In the midst of the challenges we’re all facing in Trinidad and Tobago and around the world, we’re invited to respond to the call to be witnesses.
More than merely seeing, commenting, expressing fear and concern and moving to protect ourselves and our families from perceived imminent harm, the real challenge to our ‘salvation’ is finding out who we really are, what influences our decisions and how far we’re prepared to commit to relationships.
Those decisions begin on a personal level. What is known or believed about the person or situation with which alignment is considered? What’s the source of information? Is it reliable? Why should confidence rest in that person? How is the strength of the bond nurtured or assessed? How is the decision enacted?

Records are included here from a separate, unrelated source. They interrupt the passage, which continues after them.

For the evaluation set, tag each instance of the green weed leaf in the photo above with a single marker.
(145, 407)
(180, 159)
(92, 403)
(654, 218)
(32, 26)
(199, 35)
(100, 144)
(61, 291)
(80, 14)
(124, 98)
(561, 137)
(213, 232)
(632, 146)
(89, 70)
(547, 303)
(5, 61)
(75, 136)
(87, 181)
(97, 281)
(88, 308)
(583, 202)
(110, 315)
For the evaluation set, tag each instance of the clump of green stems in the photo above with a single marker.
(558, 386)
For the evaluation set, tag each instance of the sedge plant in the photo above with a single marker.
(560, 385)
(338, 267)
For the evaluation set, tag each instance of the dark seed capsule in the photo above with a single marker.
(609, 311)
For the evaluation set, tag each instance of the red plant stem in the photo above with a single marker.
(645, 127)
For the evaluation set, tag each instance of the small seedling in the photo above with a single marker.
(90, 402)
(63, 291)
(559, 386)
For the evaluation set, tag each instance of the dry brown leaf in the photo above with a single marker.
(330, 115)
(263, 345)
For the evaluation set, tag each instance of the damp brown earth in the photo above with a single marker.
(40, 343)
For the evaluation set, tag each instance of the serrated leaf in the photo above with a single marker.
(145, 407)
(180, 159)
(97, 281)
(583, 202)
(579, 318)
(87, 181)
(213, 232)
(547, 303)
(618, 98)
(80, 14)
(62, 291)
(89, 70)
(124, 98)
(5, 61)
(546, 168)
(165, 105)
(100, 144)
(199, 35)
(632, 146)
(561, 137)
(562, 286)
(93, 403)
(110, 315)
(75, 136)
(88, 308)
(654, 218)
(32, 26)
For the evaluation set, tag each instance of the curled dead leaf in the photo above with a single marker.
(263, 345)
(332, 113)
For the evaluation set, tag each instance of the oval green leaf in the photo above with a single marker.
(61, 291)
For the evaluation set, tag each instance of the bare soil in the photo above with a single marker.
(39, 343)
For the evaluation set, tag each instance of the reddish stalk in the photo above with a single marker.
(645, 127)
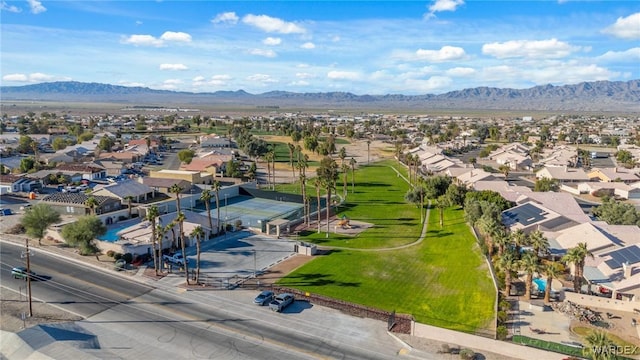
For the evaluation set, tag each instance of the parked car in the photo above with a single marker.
(263, 298)
(175, 259)
(20, 272)
(281, 302)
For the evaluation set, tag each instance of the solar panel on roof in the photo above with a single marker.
(630, 255)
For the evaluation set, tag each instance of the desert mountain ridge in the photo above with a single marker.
(610, 96)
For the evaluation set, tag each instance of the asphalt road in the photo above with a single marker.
(131, 319)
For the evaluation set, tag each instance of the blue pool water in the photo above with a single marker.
(112, 230)
(540, 283)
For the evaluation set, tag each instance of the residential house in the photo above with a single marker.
(616, 174)
(124, 190)
(473, 175)
(531, 216)
(112, 168)
(214, 141)
(11, 163)
(75, 203)
(194, 177)
(127, 157)
(86, 171)
(618, 189)
(162, 185)
(563, 174)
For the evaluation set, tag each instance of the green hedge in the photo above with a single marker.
(547, 345)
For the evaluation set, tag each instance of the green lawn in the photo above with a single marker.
(443, 281)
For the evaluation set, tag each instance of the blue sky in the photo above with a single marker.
(363, 47)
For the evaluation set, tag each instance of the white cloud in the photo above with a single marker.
(443, 5)
(625, 28)
(263, 52)
(130, 83)
(149, 40)
(343, 75)
(10, 8)
(632, 54)
(36, 7)
(304, 76)
(143, 40)
(272, 25)
(16, 77)
(173, 67)
(176, 36)
(460, 71)
(432, 84)
(32, 78)
(308, 45)
(551, 48)
(227, 17)
(261, 78)
(446, 53)
(272, 41)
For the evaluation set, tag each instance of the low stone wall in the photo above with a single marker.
(402, 322)
(602, 302)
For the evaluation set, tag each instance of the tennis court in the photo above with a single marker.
(255, 212)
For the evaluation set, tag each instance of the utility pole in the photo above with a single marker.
(27, 254)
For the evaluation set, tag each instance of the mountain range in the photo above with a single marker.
(609, 96)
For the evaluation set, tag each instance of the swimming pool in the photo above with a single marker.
(112, 231)
(541, 284)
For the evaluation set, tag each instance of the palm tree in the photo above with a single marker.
(529, 264)
(539, 243)
(180, 219)
(368, 148)
(489, 227)
(152, 215)
(441, 203)
(577, 256)
(317, 183)
(552, 270)
(216, 191)
(345, 172)
(198, 233)
(177, 189)
(160, 232)
(91, 203)
(352, 163)
(599, 346)
(205, 197)
(129, 199)
(508, 263)
(328, 174)
(292, 148)
(267, 158)
(519, 239)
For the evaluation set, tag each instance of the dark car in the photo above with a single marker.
(263, 298)
(20, 272)
(281, 302)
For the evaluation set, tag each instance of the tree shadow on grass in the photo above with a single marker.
(316, 279)
(439, 233)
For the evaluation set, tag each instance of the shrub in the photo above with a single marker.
(502, 317)
(16, 229)
(502, 332)
(467, 354)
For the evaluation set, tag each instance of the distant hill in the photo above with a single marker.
(616, 96)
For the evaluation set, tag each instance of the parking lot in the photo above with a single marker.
(237, 257)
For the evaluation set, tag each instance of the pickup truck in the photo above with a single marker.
(175, 259)
(281, 301)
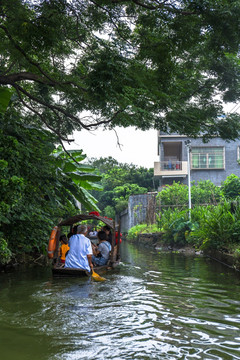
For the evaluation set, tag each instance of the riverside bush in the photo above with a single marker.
(142, 229)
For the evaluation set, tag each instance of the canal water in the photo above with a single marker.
(155, 306)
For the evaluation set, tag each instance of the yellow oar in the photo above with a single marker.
(97, 277)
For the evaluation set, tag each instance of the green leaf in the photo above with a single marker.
(5, 96)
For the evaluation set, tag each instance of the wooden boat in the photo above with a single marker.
(59, 270)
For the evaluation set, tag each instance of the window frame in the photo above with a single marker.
(207, 154)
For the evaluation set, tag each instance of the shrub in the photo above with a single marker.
(141, 229)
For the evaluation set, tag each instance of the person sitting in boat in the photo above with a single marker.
(63, 248)
(101, 252)
(108, 232)
(80, 252)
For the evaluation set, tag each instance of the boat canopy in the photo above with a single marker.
(74, 219)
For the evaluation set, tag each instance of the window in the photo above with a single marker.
(208, 158)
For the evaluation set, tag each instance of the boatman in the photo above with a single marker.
(80, 253)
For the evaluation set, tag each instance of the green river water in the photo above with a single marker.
(155, 306)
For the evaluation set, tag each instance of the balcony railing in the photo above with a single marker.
(170, 168)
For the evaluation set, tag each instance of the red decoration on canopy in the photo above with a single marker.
(94, 213)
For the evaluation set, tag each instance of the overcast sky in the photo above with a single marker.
(137, 147)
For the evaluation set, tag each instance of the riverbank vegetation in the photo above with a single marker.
(119, 181)
(214, 221)
(39, 185)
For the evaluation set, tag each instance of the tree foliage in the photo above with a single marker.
(38, 186)
(79, 64)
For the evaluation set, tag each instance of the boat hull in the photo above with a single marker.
(76, 272)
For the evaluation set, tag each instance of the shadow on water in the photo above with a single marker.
(155, 306)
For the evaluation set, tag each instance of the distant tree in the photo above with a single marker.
(119, 181)
(231, 187)
(169, 65)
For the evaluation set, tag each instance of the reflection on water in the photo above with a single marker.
(155, 306)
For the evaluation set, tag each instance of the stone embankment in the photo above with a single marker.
(155, 241)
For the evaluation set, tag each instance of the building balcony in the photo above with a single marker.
(170, 168)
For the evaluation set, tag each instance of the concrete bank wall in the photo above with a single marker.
(139, 210)
(155, 241)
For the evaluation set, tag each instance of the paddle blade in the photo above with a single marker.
(97, 277)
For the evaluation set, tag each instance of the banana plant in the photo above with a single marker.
(75, 179)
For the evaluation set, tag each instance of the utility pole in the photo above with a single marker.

Many questions to answer; complex situations may cause uncertainty, doubt, indecision, insecurity, especially when the other person may be insincere, or just does not know how they truly feel or are likely to behave in the future when a world of distractions confuse clear thinking.
Here comes John the Baptist (Jn 1:29–34) to teach us by his via negative, who he’s not, about the humility that’s required to decrease his ego and allow the increase and validation of the authentic bearer of the complete answer to all our temporal angst.
The lesson is that we must strive to know and understand ourselves, our strengths and weaknesses, who we are and who we’re not.
Often, we fool ourselves and proceed to mess up many things—personal relationships, political decisions, business investments, family interactions.
Witness the outcomes of flawed decisions manifest in the cacophony of murders—men who define themselves as owners of women and not partners in the journey of co-creating, uplifting, positive, lifegiving relationships. Witness the deceptions on the world stage in announcements on who has “power” and the disposability of “martyrs”, even people who are ‘your own’.
Relationships are constantly changing, even as we grow in spirit and in Truth. But who is Truth? Who is our influencer in decision making? John saw, believed and testified that the Lamb of God, whom he was prepared for by the prophecy of the ancient wisdom bearers, was manifest before the world which He had come to save. Not just us in the Church, but all in the cosmos are to be redeemed!
We too have received the knowledge, the preparation, but we often choose not to recognise Him, even when the evidence is clear. Why?
Consider that as we’re encouraged to become better versions of ourselves, in our Catholic Church and wider society of online guru wisdom, the challenge is to nurture internal freedom from attachment to self-adulation, people, sensuality and attractions.
That freedom and detachment is gained by focusing on God’s Chosen One on whom the Holy Spirit rests and who compels us by sheer truth to testify and free ourselves for service to the other.
Let each of us stop hiding in self-deception and testify to the power and influence of the one who is always with us to save us, if only we get to know Him.